|Pilots: A closed shop that helps only pilots|
|Wednesday, 01 February 2012 13:40|
Page 1 of 2
Airline pilots are a special breed. Highly intelligent, highly trained, well disciplined, courteous, calm in the most trying of circumstances, and perhaps most important of all, able to take long periods of boredom with no ill effects.
This last characteristic took on added meaning for me when I worked closely with Jeppesen, a Boeing company that meets 95 percent or so of the world market for air navigation charts and routing support. Their people assured me that the main purpose of an airline pilot was to turn on the autopilot and entertain the passengers. Oh, and when everything starts to go horribly wrong, to make sure they know what to do in those few seconds between the “cock-up in the cockpit” and disaster.
Airline pilots train extensively on specific models of plane: 777s, A380s, whatever. They are only allowed to fly those planes for which they are certified on a commercial basis. In the marine sector, we are of course far more skilled, and through tradition have evolved a system where we train masters to a high level, teach them how to command, and allow them to become familiar with their ship and understand how it moves and responds to commands.

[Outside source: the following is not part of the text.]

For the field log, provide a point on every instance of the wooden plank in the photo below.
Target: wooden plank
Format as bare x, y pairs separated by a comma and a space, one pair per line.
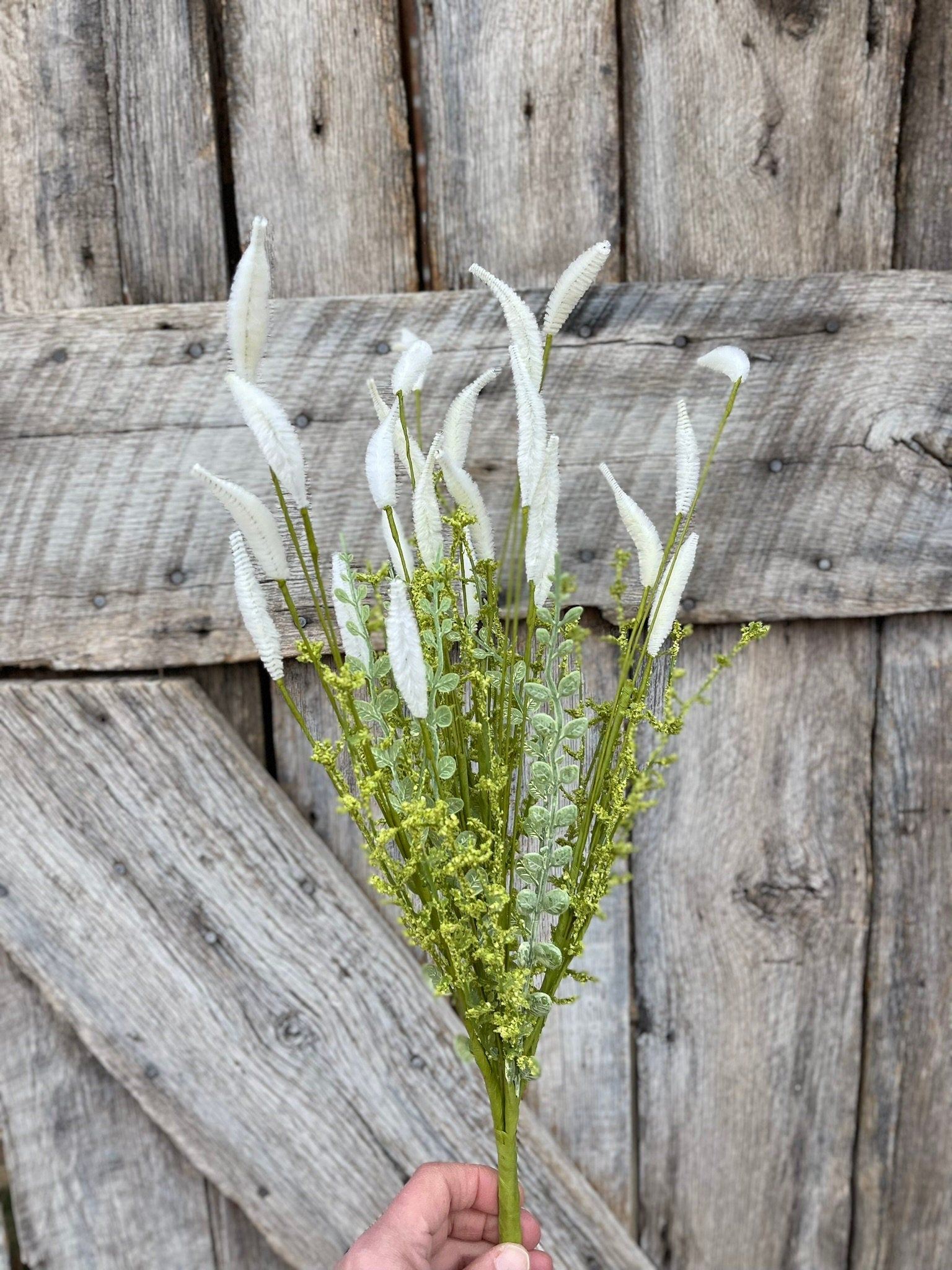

Then, at the most sensitive time, we put a pilot on board who may well have never been in command of a ship at sea or have any experience handling the specific type of vessel on which he is standing. Joystick, wheel, DP-capable, tug-assisted – all the same to a pilot in charge of up to a billion dollars of equipment with no real idea of its capabilities.
In many countries, marine pilots, like airline pilots, are very well paid, though in others, such as Singapore, the wage is not so appropriate. A marine pilot in Singapore is paid in the order of US$90,000-120,000 per year for a fairly strenuous schedule of commitments. A senior marine pilot in Australia is paid in the order of US$200,000 and can be entitled to a range of other payments and bonuses, for a relatively light schedule.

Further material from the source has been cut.